Я тоже менее удачлив, чем другие, и сокровища природы тоже как будто менее охотно даются мне в руки. Но учитель ко мне расположен и позволяет мне сидеть в раздумии, когда другие отправляются на поиски. Того, что с учителем, со мной никогда не случалось. Меня все возвращает в самого себя. То, что однажды сказал второй голос, я понял прекрасно. Меня радуют дивные нагромождения и фигуры в залах, и все же мне кажется, будто все это только картины, оболочки, украшения, собранные вокруг божественного чудесного изображения, и оно-то и не покидает моих мыслей. Их я не ищу, но в них я ищу часто. Мнится, словно они должны указать мне путь туда, где, погруженная в глубокий сон, стоит дева, по которой томится мой дух. Мне учитель об этом никогда не говорил, да и я не могу ему ничего поверить: это представляется мне тайной ненарушимой. Охотно расспросил бы я того ребенка — я находил нечто родственное в его чертах, к тому же вблизи его мне казалось, будто во мне все светлеет. Останься он с нами дольше, я наверное больше бы узнал в самом себе. Да и грудь у меня в конце концов отверзлась бы, и развязался язык. И я охотно бы за ним последовал. Случилось не так. Как долго я еще здесь останусь, я не знаю. Мне кажется, что навсегда останусь здесь. Я едва решаюсь сам себе в этом признаться, однако слишком уж глубоко проникает меня уверенность: когда-нибудь я найду здесь то, что постоянно меня волнует; она здесь.
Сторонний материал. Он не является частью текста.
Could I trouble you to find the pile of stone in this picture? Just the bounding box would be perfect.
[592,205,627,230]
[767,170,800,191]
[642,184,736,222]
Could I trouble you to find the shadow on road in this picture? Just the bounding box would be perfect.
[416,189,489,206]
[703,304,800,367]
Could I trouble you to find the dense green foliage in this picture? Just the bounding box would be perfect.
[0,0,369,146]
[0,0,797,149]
Когда я в этой уверенности здесь брожу, все складывается передо мной в некий высший образ, в новый строй, и все обращено в одну сторону. И тогда все становится для меня таким знакомым, таким милым; и все то, что еще казалось мне странным и чуждым, сразу делается словно домашней утварью.
Как раз эта чуждость мне и чужда, и потому собрание это меня всегда одновременно и отдаляло и притягивало. Учителя я не могу и не хочу постичь. Он мне непостижимо мил именно таким. Я знаю: он меня понимает, он никогда не возражал против моего чувства и моего желания. Напротив, он хочет, чтобы мы следовали по собственному пути, ибо каждая новая дорога проходит по новым странам и каждая в конце концов снова приводит к этим обителям, к этой священной отчизне. Так вот и я хочу описать свою фигуру, и ежели, как гласит там эта надпись, ни один смертный не поднимет покрывала, то мы должны пытаться стать бессмертными; кто не хочет поднять его, тот не истый ученик Саиса.